A hungry, sick, unneutered, scruffy old dog turned up on a busy street corner in a sea coast New Hampshire town. It was Libby’s Haven for Senior Canines or “no tomorrow” for this guy. When Libby’s Haven consented to take him in, the animal hospital gave Jethro a name and a bath, ascertained he had heartworms, and released him to our care.
He looked like a black dingo – medium-sized “wild dog” type, triangular face and sunken muscles behind his eyes. Muscles all over his body were atrophied from lifelong malnutrition. Jethro had fed himself by foraging for at least part of his life, and he tried to continue the practice in our kitchen. The heartworm treatment was rough on him, but he went through it stoically. He had a high tolerance for pain, and was all-geared to survival. He met all his physical struggles with determined endurance.
Jethro was afraid of human beings. He flinched when we tried to stroke him and cowered even when gently corrected. When a human walked into a room where he was resting, Jethro would get up and leave. He never looked to me or any other human for direction or to check to see whether we were coming along. And yet…without fail, he would always get up and give a happy greeting when we came home or guests came over. At times he shyly invited us to scratch his ears and ruff for a few minutes, then he would often startle and dart away, circle around and return for another brief pat. We knew he had suffered greatly at the hands of humans. Through all of it he retained a natural warmth and desire for affection that flickered clearly and beautifully.

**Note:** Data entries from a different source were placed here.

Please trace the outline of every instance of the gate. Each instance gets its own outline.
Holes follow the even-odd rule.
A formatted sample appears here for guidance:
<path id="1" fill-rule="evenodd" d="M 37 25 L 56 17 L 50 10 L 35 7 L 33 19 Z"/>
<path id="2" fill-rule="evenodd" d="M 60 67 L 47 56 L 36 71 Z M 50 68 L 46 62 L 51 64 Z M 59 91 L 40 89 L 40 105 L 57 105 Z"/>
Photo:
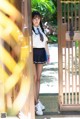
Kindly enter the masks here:
<path id="1" fill-rule="evenodd" d="M 58 0 L 59 109 L 80 111 L 80 0 Z"/>

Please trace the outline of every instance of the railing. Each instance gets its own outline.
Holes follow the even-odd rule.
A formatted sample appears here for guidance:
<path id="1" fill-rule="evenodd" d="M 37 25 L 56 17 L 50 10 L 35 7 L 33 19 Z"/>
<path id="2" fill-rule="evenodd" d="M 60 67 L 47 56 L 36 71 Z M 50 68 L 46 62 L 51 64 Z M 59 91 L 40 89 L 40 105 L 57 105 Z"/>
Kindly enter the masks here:
<path id="1" fill-rule="evenodd" d="M 0 114 L 34 119 L 30 1 L 0 0 Z"/>

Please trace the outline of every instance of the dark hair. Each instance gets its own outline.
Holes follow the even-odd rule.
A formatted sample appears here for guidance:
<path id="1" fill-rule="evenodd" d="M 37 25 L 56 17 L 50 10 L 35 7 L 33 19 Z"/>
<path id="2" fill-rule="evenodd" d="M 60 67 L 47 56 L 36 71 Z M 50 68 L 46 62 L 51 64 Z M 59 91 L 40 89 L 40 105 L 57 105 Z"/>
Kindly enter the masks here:
<path id="1" fill-rule="evenodd" d="M 38 11 L 33 11 L 33 12 L 32 12 L 32 19 L 33 19 L 35 16 L 39 16 L 39 17 L 41 18 L 41 14 L 40 14 Z"/>
<path id="2" fill-rule="evenodd" d="M 32 12 L 32 19 L 33 19 L 35 16 L 39 16 L 39 17 L 41 18 L 41 14 L 40 14 L 38 11 L 33 11 L 33 12 Z M 43 29 L 41 20 L 40 20 L 40 27 L 41 27 L 42 31 L 44 32 L 44 29 Z M 32 26 L 32 30 L 35 32 L 33 26 Z"/>

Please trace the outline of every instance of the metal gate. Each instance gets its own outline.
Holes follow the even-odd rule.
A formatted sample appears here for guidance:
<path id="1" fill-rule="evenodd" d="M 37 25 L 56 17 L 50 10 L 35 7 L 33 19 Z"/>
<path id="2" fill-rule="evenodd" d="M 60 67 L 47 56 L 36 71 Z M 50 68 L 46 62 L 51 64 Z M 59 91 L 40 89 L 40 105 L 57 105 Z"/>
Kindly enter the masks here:
<path id="1" fill-rule="evenodd" d="M 59 108 L 80 111 L 80 0 L 58 0 Z"/>

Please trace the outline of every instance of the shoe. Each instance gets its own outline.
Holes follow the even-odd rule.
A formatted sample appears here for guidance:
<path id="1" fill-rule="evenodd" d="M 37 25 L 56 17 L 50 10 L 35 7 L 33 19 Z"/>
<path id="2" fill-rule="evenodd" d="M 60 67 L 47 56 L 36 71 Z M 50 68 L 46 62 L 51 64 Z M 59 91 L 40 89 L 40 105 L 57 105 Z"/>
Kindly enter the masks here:
<path id="1" fill-rule="evenodd" d="M 45 110 L 45 106 L 41 103 L 41 101 L 40 101 L 39 99 L 38 99 L 38 103 L 39 103 L 41 109 L 42 109 L 42 110 Z"/>
<path id="2" fill-rule="evenodd" d="M 36 113 L 36 115 L 43 115 L 43 111 L 42 111 L 39 103 L 37 103 L 35 106 L 35 113 Z"/>

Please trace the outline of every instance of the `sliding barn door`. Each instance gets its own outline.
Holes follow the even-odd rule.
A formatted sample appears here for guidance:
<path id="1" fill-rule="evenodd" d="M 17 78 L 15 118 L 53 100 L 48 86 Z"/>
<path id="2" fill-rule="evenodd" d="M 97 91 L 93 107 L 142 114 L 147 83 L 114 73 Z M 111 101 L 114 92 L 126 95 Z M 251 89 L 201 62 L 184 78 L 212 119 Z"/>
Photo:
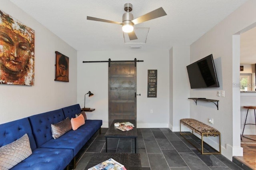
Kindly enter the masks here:
<path id="1" fill-rule="evenodd" d="M 136 120 L 136 71 L 134 62 L 108 67 L 108 125 L 114 119 Z"/>

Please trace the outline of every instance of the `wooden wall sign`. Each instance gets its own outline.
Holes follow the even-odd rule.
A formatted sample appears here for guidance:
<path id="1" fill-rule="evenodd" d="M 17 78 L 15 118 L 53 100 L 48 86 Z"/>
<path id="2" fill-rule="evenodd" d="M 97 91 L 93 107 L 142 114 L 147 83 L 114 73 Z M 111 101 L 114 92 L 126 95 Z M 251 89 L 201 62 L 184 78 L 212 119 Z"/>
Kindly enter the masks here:
<path id="1" fill-rule="evenodd" d="M 148 70 L 148 97 L 156 97 L 157 70 Z"/>

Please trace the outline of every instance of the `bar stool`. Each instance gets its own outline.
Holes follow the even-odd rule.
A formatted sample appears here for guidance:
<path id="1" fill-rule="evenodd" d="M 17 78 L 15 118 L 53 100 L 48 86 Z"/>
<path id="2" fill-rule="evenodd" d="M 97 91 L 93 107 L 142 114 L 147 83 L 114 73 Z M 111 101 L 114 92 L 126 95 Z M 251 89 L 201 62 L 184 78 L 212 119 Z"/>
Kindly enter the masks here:
<path id="1" fill-rule="evenodd" d="M 243 129 L 243 132 L 242 134 L 242 135 L 243 136 L 244 136 L 244 127 L 245 127 L 245 125 L 255 125 L 256 126 L 256 114 L 255 114 L 255 109 L 256 109 L 256 106 L 244 106 L 243 107 L 244 109 L 247 109 L 247 113 L 246 113 L 246 117 L 245 118 L 245 121 L 244 121 L 244 129 Z M 247 119 L 247 116 L 248 115 L 248 111 L 249 111 L 249 109 L 254 109 L 254 118 L 255 119 L 255 123 L 246 123 L 246 119 Z M 245 137 L 245 136 L 244 136 Z M 253 139 L 251 139 L 249 138 L 247 138 L 246 137 L 245 137 L 246 138 L 248 138 L 249 139 L 251 139 L 253 140 L 255 140 Z"/>

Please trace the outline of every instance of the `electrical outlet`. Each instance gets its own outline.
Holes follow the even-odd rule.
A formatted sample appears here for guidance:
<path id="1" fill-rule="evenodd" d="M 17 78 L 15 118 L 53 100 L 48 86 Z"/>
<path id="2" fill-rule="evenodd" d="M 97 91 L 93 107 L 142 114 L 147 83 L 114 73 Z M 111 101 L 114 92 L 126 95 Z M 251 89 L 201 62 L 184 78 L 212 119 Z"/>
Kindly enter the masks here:
<path id="1" fill-rule="evenodd" d="M 225 97 L 225 91 L 224 90 L 222 90 L 222 91 L 221 91 L 221 97 Z"/>
<path id="2" fill-rule="evenodd" d="M 213 119 L 209 118 L 209 119 L 208 119 L 208 121 L 209 122 L 209 123 L 213 125 Z"/>

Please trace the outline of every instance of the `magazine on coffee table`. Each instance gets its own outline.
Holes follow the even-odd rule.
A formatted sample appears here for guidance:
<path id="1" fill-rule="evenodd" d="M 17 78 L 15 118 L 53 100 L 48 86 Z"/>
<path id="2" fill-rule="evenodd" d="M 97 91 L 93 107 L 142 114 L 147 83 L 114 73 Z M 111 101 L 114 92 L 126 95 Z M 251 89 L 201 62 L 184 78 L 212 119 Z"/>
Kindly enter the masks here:
<path id="1" fill-rule="evenodd" d="M 121 125 L 121 126 L 124 125 L 124 126 L 130 126 L 132 127 L 134 127 L 134 125 L 130 122 L 121 122 L 120 123 L 120 125 Z"/>
<path id="2" fill-rule="evenodd" d="M 88 169 L 88 170 L 125 170 L 126 169 L 124 165 L 112 158 Z"/>
<path id="3" fill-rule="evenodd" d="M 120 125 L 118 127 L 116 127 L 116 128 L 122 131 L 129 131 L 130 130 L 132 129 L 133 128 L 133 127 L 134 127 L 133 124 L 129 122 L 121 122 L 121 123 L 119 123 Z"/>

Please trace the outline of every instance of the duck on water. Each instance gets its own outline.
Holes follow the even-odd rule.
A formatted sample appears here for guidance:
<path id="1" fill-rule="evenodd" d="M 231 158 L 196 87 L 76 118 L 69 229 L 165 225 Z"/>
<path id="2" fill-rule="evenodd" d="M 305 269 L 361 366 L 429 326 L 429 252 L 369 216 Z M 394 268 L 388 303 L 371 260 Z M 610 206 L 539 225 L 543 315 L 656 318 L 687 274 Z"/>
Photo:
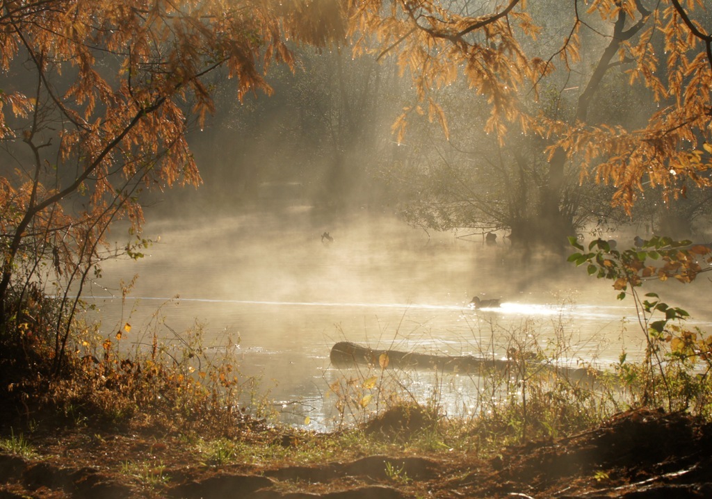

I am happy to say Jethro had a very cushy life for his last year and few months – good walks, tasty food, a dog friend he could trust and look to for direction, and a door he could open and close himself to go outside and come back in as he pleased – his custom-designed door was a great source of empowerment! I take comfort from the notion that by the time he died, Jethro knew he was loved. He enjoyed his last meal of homemade beef stew down to the last molecule. When he lay down for the last time, surrounded by kind people who cared about him, I think he sensed and accepted our love, finally. He was peaceful and dignified, still savoring the satisfying taste of the stew.
“You’re such a good guy,” I often told him, no matter what his behavior.
Jethro crossed the Rainbow Bridge on March 11, 2008.